2. Dat allen van God alleen hun oordeel moeten ontvangen. In des Heeren hand is een beker, die Hij aan de kinderen van de mensen in de handen geeft, een beker van de voorzienigheid, gemengd (naar Hij het goed oordeelt) uit vele bestanddelen, een beker van de beproeving, het lijden van Christus wordt een beker genoemd, Matthew 20:22, John 18:11. De oordelen Gods over de zondaren zijn "de beker van de rechterhand des Heeren," Habakkuk 2:16. De wijn is rood, aanduidende de toorn Gods, welke gemengd is onder de oordelen, die aan zondaren volvoerd worden, de gal en alsem is in de beproeving en ellende. Hij is rood als vuur rood als bloed, want hij brandt en doodt.
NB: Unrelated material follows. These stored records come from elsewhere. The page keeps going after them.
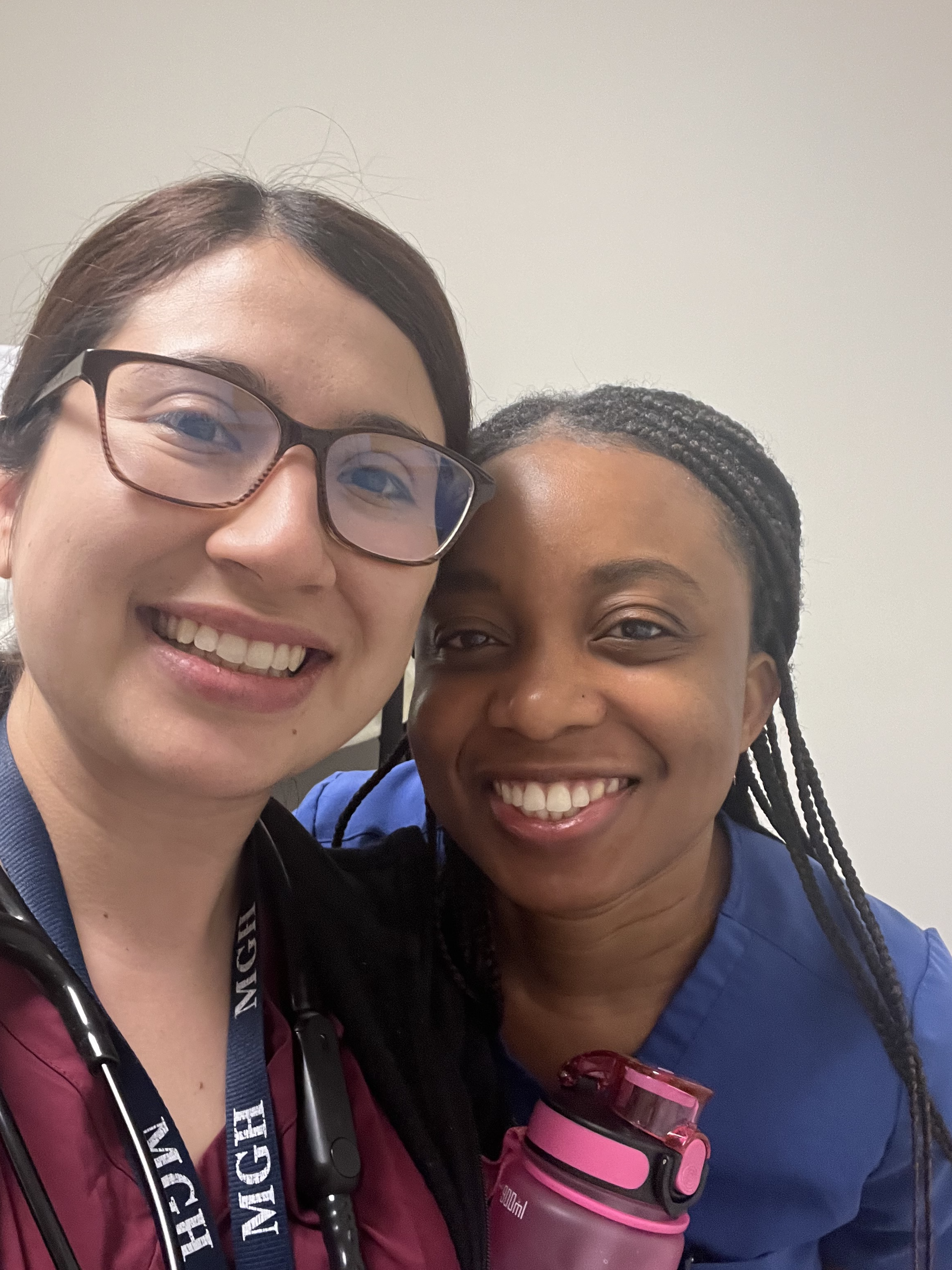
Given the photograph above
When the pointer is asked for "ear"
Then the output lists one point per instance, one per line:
(11, 491)
(762, 689)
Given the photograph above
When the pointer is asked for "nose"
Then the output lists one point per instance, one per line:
(546, 693)
(277, 535)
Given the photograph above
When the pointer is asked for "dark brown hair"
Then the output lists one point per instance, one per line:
(164, 233)
(178, 225)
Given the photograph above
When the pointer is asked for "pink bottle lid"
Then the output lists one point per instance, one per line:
(650, 1099)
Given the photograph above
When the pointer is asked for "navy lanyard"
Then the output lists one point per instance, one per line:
(259, 1222)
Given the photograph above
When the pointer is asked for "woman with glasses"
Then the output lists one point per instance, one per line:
(231, 460)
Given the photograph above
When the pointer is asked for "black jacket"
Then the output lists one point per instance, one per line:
(369, 921)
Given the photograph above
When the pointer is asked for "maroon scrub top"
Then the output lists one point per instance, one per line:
(65, 1117)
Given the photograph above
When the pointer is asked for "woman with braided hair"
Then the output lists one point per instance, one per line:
(619, 856)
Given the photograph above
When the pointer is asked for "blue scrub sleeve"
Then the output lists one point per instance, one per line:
(880, 1236)
(395, 803)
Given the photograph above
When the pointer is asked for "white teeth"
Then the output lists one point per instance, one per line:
(206, 639)
(257, 657)
(534, 798)
(231, 648)
(558, 799)
(580, 795)
(259, 654)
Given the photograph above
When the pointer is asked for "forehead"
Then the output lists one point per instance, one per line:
(323, 351)
(564, 507)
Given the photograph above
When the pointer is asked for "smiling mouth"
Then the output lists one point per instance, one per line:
(558, 800)
(229, 651)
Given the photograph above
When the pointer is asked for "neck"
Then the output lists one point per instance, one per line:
(146, 868)
(605, 976)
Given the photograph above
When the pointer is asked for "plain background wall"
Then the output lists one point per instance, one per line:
(746, 201)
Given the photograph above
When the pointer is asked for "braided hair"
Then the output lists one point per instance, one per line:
(762, 516)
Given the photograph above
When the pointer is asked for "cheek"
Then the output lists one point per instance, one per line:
(693, 723)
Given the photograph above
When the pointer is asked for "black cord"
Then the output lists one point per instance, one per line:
(35, 1192)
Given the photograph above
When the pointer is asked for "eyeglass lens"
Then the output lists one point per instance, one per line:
(183, 433)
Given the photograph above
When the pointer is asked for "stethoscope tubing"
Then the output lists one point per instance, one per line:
(26, 941)
(35, 1192)
(328, 1122)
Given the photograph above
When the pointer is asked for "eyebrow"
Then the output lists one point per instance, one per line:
(619, 573)
(249, 379)
(612, 573)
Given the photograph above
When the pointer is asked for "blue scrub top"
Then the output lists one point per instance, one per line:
(809, 1127)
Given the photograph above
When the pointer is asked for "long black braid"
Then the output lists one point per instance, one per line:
(762, 516)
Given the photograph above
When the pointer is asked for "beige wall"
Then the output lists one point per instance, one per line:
(746, 201)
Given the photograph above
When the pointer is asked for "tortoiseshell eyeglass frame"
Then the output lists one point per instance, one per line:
(96, 366)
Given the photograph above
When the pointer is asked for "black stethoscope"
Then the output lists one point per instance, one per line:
(328, 1159)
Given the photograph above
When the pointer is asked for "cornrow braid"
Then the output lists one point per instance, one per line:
(762, 516)
(402, 752)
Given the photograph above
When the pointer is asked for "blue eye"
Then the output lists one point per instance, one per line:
(379, 483)
(196, 426)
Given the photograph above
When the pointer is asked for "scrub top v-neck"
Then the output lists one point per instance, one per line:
(811, 1156)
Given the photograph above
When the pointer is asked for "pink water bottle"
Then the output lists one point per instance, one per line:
(605, 1174)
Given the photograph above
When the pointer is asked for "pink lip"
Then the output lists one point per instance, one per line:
(236, 690)
(247, 625)
(549, 834)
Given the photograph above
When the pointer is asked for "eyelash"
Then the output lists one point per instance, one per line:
(659, 632)
(447, 640)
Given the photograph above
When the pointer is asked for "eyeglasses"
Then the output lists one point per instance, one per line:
(172, 430)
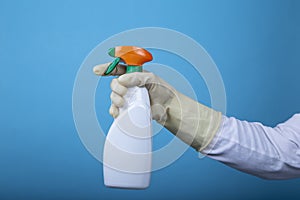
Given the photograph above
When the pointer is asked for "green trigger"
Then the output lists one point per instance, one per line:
(112, 66)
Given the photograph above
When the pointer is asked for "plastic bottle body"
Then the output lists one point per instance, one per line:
(128, 147)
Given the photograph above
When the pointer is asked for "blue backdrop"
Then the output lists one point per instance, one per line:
(255, 44)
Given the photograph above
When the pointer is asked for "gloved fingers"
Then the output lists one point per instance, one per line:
(114, 111)
(136, 79)
(117, 87)
(101, 69)
(116, 99)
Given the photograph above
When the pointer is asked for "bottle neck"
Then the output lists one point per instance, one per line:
(131, 68)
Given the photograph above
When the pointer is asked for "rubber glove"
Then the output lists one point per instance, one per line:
(192, 122)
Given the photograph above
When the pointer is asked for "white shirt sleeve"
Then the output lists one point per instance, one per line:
(270, 153)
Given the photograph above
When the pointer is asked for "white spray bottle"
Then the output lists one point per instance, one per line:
(127, 150)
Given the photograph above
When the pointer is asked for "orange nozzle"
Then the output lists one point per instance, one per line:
(131, 55)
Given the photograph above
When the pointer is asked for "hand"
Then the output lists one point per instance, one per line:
(189, 120)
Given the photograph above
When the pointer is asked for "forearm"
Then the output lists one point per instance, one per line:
(271, 153)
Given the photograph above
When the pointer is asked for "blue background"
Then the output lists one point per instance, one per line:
(255, 44)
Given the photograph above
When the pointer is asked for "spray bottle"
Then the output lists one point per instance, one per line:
(127, 150)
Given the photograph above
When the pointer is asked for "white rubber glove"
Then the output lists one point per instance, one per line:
(192, 122)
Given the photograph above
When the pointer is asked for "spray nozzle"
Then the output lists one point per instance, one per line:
(133, 57)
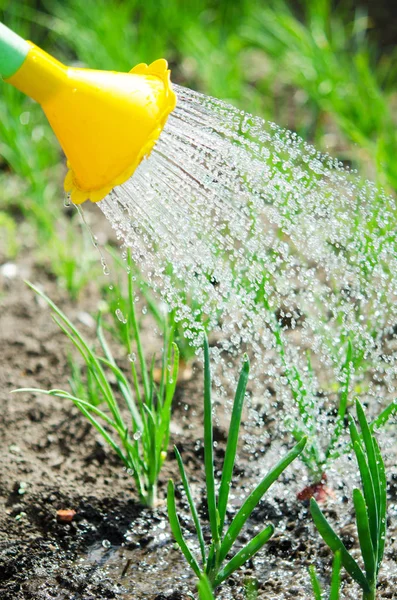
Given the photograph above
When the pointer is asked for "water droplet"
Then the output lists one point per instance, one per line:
(120, 316)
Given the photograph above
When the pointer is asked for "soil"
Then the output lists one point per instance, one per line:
(113, 548)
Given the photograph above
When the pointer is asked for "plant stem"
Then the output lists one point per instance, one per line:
(151, 496)
(371, 595)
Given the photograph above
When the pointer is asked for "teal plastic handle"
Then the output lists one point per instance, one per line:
(13, 51)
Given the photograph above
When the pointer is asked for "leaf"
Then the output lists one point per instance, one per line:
(339, 424)
(369, 446)
(191, 504)
(315, 583)
(382, 505)
(369, 492)
(208, 446)
(245, 554)
(364, 535)
(335, 578)
(251, 502)
(125, 390)
(384, 416)
(176, 529)
(335, 544)
(232, 442)
(204, 588)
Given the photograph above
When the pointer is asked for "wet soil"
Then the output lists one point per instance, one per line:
(52, 460)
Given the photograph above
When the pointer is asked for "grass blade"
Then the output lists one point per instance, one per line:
(384, 416)
(382, 505)
(335, 578)
(245, 554)
(369, 446)
(125, 390)
(344, 396)
(232, 441)
(369, 493)
(318, 595)
(255, 496)
(364, 535)
(193, 510)
(335, 543)
(208, 446)
(176, 529)
(204, 588)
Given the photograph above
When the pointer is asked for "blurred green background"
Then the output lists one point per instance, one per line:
(324, 69)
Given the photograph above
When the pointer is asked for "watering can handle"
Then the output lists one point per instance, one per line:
(13, 51)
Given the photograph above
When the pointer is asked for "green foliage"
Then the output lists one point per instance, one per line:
(317, 456)
(213, 557)
(329, 56)
(335, 580)
(204, 588)
(370, 507)
(71, 256)
(142, 438)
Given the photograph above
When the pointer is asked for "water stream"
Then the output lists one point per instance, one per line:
(281, 251)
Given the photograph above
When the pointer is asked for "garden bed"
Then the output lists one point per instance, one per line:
(113, 548)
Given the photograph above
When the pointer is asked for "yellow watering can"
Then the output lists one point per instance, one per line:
(106, 122)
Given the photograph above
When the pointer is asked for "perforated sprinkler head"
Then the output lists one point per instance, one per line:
(105, 121)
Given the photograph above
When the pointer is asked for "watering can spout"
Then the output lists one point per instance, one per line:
(105, 121)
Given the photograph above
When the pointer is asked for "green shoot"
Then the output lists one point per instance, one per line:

Er zijn vermengingen van genade en goedertierenheid in de beker van de beproeving, als hij in de handen van Gods eigen volk wordt gegeven, vermengingen van de vloek, als hij in de handen van de goddelozen wordt gegeven, het is wijn vermengd met gal. Deze fiolen:
a. Worden uitgegoten over allen, zie Revelation 15:7, Revelation 16:1, waar wij lezen van de engelen, die de fiolen van Gods toorn uitgieten op de aarde. Sommige droppelen van die toorn kunnen op godvruchtigen vallen, als Gods oordelen zijn uitgegaan, zij hebben hun deel van de algemene rampen, maar,
b. De droesemen van die beker worden bewaard voor de goddelozen. De ramp zelf is slechts het vat, waarin de toorn en de vloek gestort zijn, het bovenste heeft er slechts weinig van, maar het bezinksel is zuivere toorn, en dat zal de zondaren ten deel vallen, zij hebben de droesemen thans in de verschrikkingen van het geweten en hiernamaals in de pijniging van de hel. Zij zullen ze uitzuigende drinken, opdat geen droppel van de toorn zal achterblijven, en zij zullen ze drinken, want "de vloek zal gaan tot in het binnenste van hen als het water en als de olie in hun beenderen." De beker van des Heeren gramschap zal hun een beker van de zwijmeling zijn, van de eeuwigdurende zwijmeling Revelation 14:10. Terwijl de goddeloze voorspoedig is in de wereld, is zijn beker vol van mengeling, maar het ergste is op de bodem. De goddelozen worden bewaard voor de dag des oordeels.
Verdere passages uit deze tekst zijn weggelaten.